Sherwin-Williams Misses but Raises Guidance

Sherwin-Williams (SHW) said it made $2.65 per share for Q2. That was just below expectations of $2.67 per share. Despite the miss, it was a decent quarter for the paint people. Sales rose 16.9% to $5.38 billion. EBITDA was 19.5% of sales.

Sherwin raised its full-year earnings range to $9.15 to $9.45 per share. The old range was $8.80 to $9.07 per share.

“We delivered solid performance in the second quarter driven by robust architectural paint demand in The Americas Group and strong demand across our industrial end markets, which more than offset the return to more normal DIY end market demand levels,” said Chairman, President and Chief Executive Officer, John G. Morikis. “Along with the strong demand, we also implemented pricing actions to offset the significant, sustained raw material inflation that pressured our gross margin in the quarter. Despite the near-term gross margin compression, we delivered 11.8% adjusted diluted net income per share growth and 7.4% EBITDA growth in the quarter. Our cash generation remained strong, which enabled us to continue investing in long-term strategic growth initiatives, repurchase 3.1 million shares in the second quarter, and open 25 new stores.

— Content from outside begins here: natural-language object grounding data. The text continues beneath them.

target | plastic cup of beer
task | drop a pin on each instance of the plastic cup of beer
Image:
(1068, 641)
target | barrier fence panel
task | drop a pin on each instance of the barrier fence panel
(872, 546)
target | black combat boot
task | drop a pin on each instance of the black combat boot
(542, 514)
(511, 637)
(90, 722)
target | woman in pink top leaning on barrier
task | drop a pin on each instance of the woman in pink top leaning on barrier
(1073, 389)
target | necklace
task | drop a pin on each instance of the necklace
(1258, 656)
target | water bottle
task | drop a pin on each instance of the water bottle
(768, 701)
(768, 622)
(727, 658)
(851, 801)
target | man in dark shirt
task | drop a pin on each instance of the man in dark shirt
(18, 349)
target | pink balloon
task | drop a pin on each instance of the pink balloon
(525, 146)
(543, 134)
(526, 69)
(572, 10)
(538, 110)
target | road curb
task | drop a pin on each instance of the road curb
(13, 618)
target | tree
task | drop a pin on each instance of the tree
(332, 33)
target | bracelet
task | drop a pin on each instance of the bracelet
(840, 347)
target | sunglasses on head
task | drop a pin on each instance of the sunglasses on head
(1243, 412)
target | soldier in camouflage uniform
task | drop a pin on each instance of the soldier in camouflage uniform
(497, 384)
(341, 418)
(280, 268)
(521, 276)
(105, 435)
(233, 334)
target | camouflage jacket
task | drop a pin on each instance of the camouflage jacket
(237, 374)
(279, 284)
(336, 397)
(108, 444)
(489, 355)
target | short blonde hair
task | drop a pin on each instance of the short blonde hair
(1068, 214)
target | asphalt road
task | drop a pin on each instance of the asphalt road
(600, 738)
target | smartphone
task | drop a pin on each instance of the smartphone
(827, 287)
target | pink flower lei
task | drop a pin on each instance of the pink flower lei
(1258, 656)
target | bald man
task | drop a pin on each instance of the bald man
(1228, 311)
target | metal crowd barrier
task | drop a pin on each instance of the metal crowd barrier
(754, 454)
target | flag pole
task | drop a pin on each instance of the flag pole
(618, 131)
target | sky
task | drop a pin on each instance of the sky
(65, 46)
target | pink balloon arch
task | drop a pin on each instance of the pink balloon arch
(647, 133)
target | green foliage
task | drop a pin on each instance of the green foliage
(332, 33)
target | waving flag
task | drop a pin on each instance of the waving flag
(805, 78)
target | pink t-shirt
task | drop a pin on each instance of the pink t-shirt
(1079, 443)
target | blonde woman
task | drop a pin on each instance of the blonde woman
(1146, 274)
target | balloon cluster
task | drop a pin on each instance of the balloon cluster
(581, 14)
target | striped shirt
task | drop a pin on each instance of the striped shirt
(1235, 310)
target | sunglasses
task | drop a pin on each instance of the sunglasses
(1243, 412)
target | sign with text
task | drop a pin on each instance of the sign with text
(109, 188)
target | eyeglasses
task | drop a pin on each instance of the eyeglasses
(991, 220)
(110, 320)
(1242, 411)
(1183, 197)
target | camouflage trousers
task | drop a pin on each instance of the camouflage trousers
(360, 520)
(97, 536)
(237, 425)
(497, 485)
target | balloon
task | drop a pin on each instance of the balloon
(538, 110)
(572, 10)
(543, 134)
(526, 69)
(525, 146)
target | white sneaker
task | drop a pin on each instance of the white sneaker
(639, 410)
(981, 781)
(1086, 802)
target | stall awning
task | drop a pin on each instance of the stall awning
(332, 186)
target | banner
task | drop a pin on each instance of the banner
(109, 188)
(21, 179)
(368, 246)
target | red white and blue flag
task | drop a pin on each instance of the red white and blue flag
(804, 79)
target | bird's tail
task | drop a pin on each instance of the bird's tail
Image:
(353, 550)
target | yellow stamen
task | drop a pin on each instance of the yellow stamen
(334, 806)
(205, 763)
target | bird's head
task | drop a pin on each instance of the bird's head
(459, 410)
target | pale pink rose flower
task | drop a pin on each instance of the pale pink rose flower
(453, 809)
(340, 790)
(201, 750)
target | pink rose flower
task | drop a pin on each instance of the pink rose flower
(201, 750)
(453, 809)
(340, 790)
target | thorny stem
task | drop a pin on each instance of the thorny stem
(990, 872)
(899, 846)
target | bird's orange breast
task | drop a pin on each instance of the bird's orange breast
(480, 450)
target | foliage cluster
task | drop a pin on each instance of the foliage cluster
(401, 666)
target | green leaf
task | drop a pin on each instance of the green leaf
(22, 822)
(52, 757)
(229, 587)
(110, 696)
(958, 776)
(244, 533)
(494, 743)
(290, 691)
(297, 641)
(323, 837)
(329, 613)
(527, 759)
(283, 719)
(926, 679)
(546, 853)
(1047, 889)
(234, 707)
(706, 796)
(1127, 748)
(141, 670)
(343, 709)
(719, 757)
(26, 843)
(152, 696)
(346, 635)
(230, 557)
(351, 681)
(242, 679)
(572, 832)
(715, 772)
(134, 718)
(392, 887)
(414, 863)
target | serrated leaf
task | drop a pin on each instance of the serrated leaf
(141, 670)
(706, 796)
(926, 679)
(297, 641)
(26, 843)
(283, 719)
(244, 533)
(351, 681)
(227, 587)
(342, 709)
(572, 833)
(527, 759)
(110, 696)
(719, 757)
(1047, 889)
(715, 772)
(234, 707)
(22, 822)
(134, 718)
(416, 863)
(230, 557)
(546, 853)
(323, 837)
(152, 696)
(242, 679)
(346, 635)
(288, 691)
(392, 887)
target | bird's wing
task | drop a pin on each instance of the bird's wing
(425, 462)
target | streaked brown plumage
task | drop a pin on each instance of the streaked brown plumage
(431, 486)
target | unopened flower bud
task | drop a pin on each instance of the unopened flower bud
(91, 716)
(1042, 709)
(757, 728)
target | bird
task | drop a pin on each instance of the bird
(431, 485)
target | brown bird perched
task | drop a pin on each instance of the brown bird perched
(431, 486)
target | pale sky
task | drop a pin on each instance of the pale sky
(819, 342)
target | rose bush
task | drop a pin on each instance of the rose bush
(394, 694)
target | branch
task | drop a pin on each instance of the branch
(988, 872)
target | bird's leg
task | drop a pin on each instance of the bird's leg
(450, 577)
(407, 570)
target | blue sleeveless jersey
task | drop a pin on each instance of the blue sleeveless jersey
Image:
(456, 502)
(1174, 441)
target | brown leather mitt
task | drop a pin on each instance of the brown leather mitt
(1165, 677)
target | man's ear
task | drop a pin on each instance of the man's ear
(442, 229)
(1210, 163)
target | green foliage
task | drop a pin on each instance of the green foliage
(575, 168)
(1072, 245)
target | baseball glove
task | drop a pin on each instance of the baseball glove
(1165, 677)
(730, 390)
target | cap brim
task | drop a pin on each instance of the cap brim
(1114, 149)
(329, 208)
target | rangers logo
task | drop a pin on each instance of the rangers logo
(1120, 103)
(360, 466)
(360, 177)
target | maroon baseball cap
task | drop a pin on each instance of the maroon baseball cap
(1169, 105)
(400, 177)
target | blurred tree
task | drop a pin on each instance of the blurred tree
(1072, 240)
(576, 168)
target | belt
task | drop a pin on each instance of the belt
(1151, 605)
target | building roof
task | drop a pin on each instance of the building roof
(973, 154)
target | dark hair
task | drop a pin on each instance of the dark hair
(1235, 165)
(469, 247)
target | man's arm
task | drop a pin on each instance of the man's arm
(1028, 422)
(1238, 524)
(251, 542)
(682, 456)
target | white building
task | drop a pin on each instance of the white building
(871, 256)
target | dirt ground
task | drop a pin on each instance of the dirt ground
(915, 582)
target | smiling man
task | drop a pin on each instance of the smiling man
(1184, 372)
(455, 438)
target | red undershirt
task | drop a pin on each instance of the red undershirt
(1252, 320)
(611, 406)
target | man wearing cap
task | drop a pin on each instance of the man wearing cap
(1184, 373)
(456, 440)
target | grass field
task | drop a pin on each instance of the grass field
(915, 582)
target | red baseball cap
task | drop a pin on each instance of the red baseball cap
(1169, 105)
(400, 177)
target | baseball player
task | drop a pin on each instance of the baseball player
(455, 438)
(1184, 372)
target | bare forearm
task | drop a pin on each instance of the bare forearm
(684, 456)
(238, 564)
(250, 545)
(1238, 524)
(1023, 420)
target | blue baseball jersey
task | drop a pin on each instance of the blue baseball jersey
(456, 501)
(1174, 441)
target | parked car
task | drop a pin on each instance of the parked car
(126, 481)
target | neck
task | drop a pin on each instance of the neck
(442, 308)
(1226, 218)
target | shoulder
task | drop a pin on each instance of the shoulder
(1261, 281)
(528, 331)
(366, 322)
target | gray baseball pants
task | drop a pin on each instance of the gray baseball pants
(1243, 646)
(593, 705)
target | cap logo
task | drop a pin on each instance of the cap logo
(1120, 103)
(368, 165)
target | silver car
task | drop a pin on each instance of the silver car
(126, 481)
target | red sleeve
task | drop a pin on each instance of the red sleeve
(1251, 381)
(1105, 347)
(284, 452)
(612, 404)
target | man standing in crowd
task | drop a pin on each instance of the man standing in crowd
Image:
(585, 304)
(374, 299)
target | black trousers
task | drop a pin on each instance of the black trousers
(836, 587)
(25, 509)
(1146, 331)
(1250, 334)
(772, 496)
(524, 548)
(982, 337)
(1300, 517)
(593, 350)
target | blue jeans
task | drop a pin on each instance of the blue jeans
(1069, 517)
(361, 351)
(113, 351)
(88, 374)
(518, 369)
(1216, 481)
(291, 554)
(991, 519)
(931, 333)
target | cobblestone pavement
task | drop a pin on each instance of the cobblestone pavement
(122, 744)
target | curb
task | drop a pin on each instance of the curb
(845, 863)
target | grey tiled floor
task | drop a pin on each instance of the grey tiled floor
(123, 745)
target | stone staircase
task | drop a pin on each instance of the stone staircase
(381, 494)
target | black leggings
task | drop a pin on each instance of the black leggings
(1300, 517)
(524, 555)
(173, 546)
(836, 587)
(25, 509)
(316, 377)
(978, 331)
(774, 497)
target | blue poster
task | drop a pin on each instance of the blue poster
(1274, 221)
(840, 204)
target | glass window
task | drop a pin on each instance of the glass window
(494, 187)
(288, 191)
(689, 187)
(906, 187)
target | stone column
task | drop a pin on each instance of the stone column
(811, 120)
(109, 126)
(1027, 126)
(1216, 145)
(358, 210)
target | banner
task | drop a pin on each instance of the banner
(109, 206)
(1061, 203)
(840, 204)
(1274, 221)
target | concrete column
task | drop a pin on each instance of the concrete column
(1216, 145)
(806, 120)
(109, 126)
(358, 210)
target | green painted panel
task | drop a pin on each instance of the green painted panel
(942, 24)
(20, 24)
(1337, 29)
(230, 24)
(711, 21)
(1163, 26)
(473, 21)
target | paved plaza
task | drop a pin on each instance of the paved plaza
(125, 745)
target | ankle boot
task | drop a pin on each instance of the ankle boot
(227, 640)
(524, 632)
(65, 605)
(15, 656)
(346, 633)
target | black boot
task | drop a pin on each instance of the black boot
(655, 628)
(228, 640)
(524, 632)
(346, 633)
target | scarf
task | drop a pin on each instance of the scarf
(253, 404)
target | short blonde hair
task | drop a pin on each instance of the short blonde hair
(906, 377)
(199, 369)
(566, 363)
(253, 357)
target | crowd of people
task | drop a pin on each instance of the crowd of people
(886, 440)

“In The Americas Group, sales in all of our end markets, except DIY, were up double-digit percentages in the quarter, led by residential repaint. As expected, sales to our DIY customers were down double-digits, driven by difficult comparisons to the prior year as consumer demand returned to more normal levels. These lower North America DIY demand trends also impacted our Consumer Brands Group in the quarter. Supply chain constraints in the quarter impacted our architectural businesses similarly in The Americas and Consumer Brands Groups. In Performance Coatings Group, all divisions delivered strong double-digit growth, led by industrial wood and general industrial.”